Advanced Analytics and Treasure Hunts
Treasure hunts are fun with competing teams deciphering clues to reach a final goal. The success of the journey is the ability to find and solve hidden clues which calls for a mixture of analysis, speed, teamwork and luck. Applying the analogy to business intelligence in the pharmaceutical sales context, often success in the market place depends on the ability to find complex relationships in data (clues) that are not apparent in near real time (speed) to build successful brands (the goal).
Leading pharmaceutical companies are increasingly using analytics to understand their customers better and to drive improved decision making. This is not the basic data-gathering and review that has been prevalent in the industry: the new capability involves sophisticated analytics-making extensive use of data, statistical and quantitative analysis, predictive models, and fact-based management to drive decisions and actions. In industry parlance, this is referred to as Advanced Analytics, which has emerged from the confluence of IT and statistical techniques (like linear regression models, discrete choice models, time series models, Bayesian networks, etc).
Advanced analytics can enable pharmaceutical marketers to maximize the return on marketing investment by providing valuable insights to target the right customers with right brands with the right messages.
Statistical tools and techniques available for decision making
The key to the successful adoption of analytical CRM and advanced analytics programs is the effective use of various statistical tools and techniques that forms its backbone. Let us review some of the techniques that can be used and their relevance from the perspective of the pharmaceutical industry
- Linear Regression Model analyses relationship between dependent and independent variable and provides an equation to predict values for the dependent variable.
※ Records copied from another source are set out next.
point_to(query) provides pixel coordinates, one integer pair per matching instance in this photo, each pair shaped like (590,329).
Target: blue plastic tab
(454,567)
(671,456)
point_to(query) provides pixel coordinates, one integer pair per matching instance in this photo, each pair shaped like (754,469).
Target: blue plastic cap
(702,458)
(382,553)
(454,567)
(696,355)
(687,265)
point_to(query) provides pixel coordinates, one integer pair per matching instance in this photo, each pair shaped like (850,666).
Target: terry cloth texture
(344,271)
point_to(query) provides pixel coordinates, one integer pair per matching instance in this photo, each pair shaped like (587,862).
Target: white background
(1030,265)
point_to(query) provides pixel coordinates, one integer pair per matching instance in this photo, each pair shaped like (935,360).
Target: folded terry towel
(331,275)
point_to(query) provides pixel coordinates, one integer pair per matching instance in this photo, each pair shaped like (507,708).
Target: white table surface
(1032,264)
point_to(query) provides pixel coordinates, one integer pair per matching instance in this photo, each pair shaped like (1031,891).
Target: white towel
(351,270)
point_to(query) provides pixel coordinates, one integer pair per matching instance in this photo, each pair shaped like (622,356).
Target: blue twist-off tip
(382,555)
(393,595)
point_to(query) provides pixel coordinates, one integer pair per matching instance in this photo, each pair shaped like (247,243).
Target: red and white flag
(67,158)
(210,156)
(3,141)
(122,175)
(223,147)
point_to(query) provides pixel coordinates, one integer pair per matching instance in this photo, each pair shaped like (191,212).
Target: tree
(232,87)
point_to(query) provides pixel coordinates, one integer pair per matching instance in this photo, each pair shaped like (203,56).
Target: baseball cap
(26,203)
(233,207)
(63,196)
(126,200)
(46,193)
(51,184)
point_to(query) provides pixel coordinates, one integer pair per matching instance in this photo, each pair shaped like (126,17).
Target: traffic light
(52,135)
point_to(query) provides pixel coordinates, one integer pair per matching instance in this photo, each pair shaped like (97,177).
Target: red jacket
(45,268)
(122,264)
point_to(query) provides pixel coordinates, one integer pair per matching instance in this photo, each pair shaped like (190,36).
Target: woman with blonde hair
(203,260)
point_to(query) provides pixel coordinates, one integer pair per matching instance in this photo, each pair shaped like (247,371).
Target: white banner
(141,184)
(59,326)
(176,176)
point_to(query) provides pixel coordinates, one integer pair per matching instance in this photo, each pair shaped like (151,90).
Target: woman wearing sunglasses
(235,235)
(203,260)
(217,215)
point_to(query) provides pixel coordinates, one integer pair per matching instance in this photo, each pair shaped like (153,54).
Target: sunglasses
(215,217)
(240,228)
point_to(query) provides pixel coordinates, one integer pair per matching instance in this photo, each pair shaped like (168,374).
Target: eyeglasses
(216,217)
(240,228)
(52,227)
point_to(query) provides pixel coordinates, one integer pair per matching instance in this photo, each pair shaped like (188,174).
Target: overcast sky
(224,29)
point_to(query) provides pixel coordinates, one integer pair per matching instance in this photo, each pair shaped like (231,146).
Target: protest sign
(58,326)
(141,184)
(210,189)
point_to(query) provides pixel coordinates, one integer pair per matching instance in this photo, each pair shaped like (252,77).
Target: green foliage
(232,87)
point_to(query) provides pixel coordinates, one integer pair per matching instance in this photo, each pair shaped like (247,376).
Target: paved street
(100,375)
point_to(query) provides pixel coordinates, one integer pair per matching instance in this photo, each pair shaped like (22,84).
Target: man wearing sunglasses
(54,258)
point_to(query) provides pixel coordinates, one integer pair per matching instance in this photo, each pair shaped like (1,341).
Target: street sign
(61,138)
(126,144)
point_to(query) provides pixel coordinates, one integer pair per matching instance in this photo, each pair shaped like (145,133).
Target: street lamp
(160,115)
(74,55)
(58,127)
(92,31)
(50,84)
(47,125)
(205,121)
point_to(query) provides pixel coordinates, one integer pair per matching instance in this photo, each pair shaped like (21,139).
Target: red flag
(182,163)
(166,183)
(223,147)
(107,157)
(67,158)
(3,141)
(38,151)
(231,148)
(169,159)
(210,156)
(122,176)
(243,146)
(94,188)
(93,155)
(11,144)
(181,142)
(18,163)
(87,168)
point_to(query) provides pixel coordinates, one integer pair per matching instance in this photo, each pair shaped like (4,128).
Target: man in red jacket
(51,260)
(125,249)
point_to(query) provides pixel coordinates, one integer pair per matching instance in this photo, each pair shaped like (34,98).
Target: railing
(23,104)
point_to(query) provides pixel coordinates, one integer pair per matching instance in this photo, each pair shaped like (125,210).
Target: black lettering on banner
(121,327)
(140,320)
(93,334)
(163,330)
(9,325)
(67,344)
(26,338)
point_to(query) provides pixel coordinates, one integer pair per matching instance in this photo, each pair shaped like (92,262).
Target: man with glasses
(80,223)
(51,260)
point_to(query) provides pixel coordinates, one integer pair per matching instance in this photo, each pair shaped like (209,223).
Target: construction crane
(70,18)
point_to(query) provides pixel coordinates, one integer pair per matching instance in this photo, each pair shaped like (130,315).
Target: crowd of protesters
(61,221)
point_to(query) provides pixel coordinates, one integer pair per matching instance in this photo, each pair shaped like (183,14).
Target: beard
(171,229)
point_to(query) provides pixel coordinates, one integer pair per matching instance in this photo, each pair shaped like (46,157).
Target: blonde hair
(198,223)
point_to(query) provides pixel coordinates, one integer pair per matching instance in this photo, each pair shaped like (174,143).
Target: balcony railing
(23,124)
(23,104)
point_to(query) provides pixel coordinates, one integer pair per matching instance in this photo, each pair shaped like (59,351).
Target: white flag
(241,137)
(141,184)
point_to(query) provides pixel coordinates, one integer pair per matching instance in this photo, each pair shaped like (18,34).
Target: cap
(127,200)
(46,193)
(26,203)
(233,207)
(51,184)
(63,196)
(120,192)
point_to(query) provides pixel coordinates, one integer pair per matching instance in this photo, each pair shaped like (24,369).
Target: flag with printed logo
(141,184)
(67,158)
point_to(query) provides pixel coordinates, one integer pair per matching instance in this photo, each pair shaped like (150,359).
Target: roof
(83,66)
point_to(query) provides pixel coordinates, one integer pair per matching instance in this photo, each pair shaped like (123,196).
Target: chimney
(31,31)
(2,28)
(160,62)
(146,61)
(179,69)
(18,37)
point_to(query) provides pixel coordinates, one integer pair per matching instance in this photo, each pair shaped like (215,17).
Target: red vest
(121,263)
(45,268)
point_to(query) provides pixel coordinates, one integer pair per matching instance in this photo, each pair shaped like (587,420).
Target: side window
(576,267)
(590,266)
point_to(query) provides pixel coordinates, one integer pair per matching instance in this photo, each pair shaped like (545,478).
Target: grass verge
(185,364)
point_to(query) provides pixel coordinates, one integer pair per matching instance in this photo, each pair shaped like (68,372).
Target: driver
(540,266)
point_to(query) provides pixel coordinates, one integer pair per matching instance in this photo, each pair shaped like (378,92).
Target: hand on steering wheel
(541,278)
This technique can help marketers by providing extent of relationship between two parameters e.g. sales and marketing spend, campaign cost and new prescriptions etc.
- Discrete Choice models - If the dependent variable is discrete then superior methods like logistic regression, multinomial logit and probit models are used. Logistic regression and probit models are used when the dependent variable is binary. Segmenting customers based on treatment preference, media consumption, demographics can be an effective use of this technique.
- Time series models are used for predicting or forecasting the future behavior of variables. This can be used to efficiently forecast the revenues and generation of new prescriptions etc.
- A Bayesian network (or a belief network) is a probabilistic graphical model that represents a set of variables and their probabilistic independencies. E.g. a Bayesian network could represent the probabilistic relationships between diseases and symptoms.
Examples of where advanced analytics can support pharmaceutical sales and marketing functions.
- Acquiring the "right" customer - Predictive analytics can help pharmaceutical marketers by identifying segments of customers with high probability of responding to particular promotional campaign. They can now focus on these core customers and significantly improve returns on the marketing spend
- Improving the life time profitability of a customer - For companies with a wide product range at various price points, predictive analytics can help in cross-sell / up-sell and support customer development. Its applicability to pharmaceutical industry may be limited due to the regulated and ethical nature of the industry
- Enhancing customer satisfaction and loyalty - Like any other industry, retaining existing customers is a key objective for pharmaceutical marketers. Predictive analytics can help in identifying dissatisfied customers through changing patterns in product usage, analyzing feedback provided on performance, spending and other behavior patterns. It helps identify such customers at an early stage and provide an opportunity to design a retention strategy
In conclusion, the adoption of advanced analytics is helping pharmaceutical companies identify trends and thus enabling them to take proactive steps to maximize profits and save costs.